Problem using PyMC to estimate distribution of residuals

Hello,

I run into an interesting issue at work and got permission to post about it.

We were trying to model the distribution of residuals of an ML Regression problem. We tried many approaches with different levels of success. One of them was to use pymc.

I think that pymc gave worse results than the ones it could give. For this reason I made a reproducible example of the approach and showcase its shortcomings.

You can see more about this approach on this folder of this github repository.
Note that this was my first time using pymc.

Curious if anyone in the community considers this an interesting problem or would like to give some feedback on the approach and implementation.

Hi @Iolaum,

I looked at the notebook and must say that the approach doesn’t really make sense to me:
First you build a sklearn model to predict \mathcal{R}^6 \to \mathcal{R}, so that’s pretty standard. From y_hat - y_obs you calculate residuals, which is perfectly standard too.
If you’re interested in the distribution of residuals why don’t you do pyplot.hist(residuals) and be done with it?

Your second notebook tries to build a linear model to predict the residuals of the sklearn model as a function of the features.
Are you maybe trying to extrapolate to predict the sklearn model’s residuals for data that is outside the range already covered by the available data?

Here are a few points that might be helpful:

  • in Bayesian inference we don’t do train/test splitting. Always fit the PyMC model to all available data at the same time. The Bayesian model formulation captures uncertainty already and also extrapolates if that’s what you are interested in. To judge how good a model is you let the model predict/generate new data (posterior predictive) and compare this Predictive distribution with the data. The residuals between the data and the Predictive distribution tell you about lack of fit errors of the model.
  • Think of the “sigma” parameter of the likelihood as the measurement error. In your model this is sigma=e^mu, so you assume that your positive residuals have exponentially large measurement errors, while negative residuals are extremely accurate? You probably forgot to do a at.abs(), but even then I would advise to start with a constant sigma.
  • If you’re trying to build a model to extrapolate the error of the sklearn model, to be able to predict with uncertainty how biased the sklearn model will be on new data, then what assumptions do you have about this extrapolation? Remember that this measure is the mu variable going into the likelihood. Is a linear model a good model for this?

I hope this helps.

4 Likes

Hello,

Thank you for your reply and apologies for taking so much time to get back to you, I ve been sick last week.

Regarding your questions.

Are you maybe trying to extrapolate to predict the sklearn model’s residuals for data that is outside the range already covered by the available data?

Yes that is one of the goals. I know there are issues with generalization, but even a limited one would help.

in Bayesian inference we don’t do train/test splitting. Always fit the PyMC model to all available data at the same time. The Bayesian model formulation captures uncertainty already and also extrapolates if that’s what you are interested in. To judge how good a model is you let the model predict/generate new data (posterior predictive) and compare this Predictive distribution with the data. The residuals between the data and the Predictive distribution tell you about lack of fit errors of the model.

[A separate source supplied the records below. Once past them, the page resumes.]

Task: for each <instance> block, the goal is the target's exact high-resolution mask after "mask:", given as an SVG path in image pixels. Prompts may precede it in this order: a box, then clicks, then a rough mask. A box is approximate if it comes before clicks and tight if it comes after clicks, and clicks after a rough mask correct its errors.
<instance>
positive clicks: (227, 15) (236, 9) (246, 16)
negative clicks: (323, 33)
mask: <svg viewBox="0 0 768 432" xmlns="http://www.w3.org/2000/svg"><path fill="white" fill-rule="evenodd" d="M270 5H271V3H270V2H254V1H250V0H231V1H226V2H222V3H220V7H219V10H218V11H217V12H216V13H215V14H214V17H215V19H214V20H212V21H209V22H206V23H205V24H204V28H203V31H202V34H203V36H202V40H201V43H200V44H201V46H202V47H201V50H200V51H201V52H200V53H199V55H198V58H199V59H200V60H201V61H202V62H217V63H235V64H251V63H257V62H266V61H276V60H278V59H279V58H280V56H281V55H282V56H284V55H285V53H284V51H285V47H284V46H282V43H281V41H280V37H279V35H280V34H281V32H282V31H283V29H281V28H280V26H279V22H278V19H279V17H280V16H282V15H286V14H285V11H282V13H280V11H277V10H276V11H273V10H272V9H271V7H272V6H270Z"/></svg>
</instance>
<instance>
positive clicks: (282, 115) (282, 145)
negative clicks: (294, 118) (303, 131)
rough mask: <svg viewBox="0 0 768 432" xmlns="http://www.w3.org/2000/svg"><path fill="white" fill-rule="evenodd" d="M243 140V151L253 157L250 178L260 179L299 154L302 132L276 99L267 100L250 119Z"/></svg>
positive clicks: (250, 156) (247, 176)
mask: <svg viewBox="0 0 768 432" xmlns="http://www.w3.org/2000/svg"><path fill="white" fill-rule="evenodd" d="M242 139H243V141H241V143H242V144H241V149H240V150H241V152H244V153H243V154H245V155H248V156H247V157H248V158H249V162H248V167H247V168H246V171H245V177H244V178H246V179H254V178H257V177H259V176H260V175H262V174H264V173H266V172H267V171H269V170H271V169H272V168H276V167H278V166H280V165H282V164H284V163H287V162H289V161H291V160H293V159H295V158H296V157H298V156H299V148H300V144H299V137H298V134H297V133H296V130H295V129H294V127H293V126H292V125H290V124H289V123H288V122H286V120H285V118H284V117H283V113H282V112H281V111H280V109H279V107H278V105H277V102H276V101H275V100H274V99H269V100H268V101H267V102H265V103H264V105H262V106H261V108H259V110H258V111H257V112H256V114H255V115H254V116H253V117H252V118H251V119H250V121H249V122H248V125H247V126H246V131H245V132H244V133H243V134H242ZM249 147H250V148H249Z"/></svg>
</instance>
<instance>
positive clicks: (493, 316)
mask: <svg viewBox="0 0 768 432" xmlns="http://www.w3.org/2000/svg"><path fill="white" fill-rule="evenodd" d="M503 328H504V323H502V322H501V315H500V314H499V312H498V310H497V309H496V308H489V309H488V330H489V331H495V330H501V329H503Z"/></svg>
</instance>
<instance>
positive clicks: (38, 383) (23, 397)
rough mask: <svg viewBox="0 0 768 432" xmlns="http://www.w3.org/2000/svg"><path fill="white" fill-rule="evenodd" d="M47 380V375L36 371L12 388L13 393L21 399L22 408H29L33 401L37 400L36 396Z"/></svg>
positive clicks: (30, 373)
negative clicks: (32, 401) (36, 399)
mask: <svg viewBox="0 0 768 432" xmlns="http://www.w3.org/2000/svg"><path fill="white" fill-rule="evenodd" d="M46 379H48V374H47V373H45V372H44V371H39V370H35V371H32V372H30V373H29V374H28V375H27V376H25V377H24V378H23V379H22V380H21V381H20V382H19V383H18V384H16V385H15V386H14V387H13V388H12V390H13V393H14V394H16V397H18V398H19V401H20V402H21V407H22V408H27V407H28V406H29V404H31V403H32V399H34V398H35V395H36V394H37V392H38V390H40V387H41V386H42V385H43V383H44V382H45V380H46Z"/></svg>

Hm, Interesting observation. I 'll give this some thought. However for our use case we are assuming that “test” data come without targets so we won’t be able to use them to train residuals. We do want to estimate however what the distribution of residuals is likely to be (at those test data).

Think of the “sigma” parameter of the likelihood as the measurement error. In your model this is sigma=e^mu, so you assume that your positive residuals have exponentially large measurement errors, while negative residuals are extremely accurate? You probably forgot to do a at.abs(), but even then I would advise to start with a constant sigma.

Thank you for those suggestions, I 'll give them a try. The reason I added sigma = e^mu is that I has getting errors at initialization and training (sometimes, not consistently). I wasn’t sure how to debug them but I noticed that If I used a functional expression that sigma couldn’t be estimated as negative no matter the inputs then those errors went away. I have tried many approaches to not have sigma be negative and the one in the notebook worked best. I knew there were drawbacks but even there you clarified them better than I realized, thanks.

P.S. I think I tried adding abs at sigma but there was a problem. I 'll have to check my notes, and get back to you on that.

If you’re trying to build a model to extrapolate the error of the sklearn model, to be able to predict with uncertainty how biased the sklearn model will be on new data, then what assumptions do you have about this extrapolation? Remember that this measure is the mu variable going into the likelihood. Is a linear model a good model for this?

  • The key assumption is that there is no concept drift.

  • Moreover a linear model is likely not the best, but I am using it as a starting point. Given how the dataset I am using is generated (as detailed in the first notebook) a second order polynomial could be the best option, if the model managed to learn the true relationship of the target and the data. But when I tried a second order model I got way worse results (and way bigger training times).

Overall this has been a learning exercise. I 'll try to see if I can set up the dependence of sigma in a simpler way without the exponent but also without getting errors during training. Any suggestions on this front are welcome.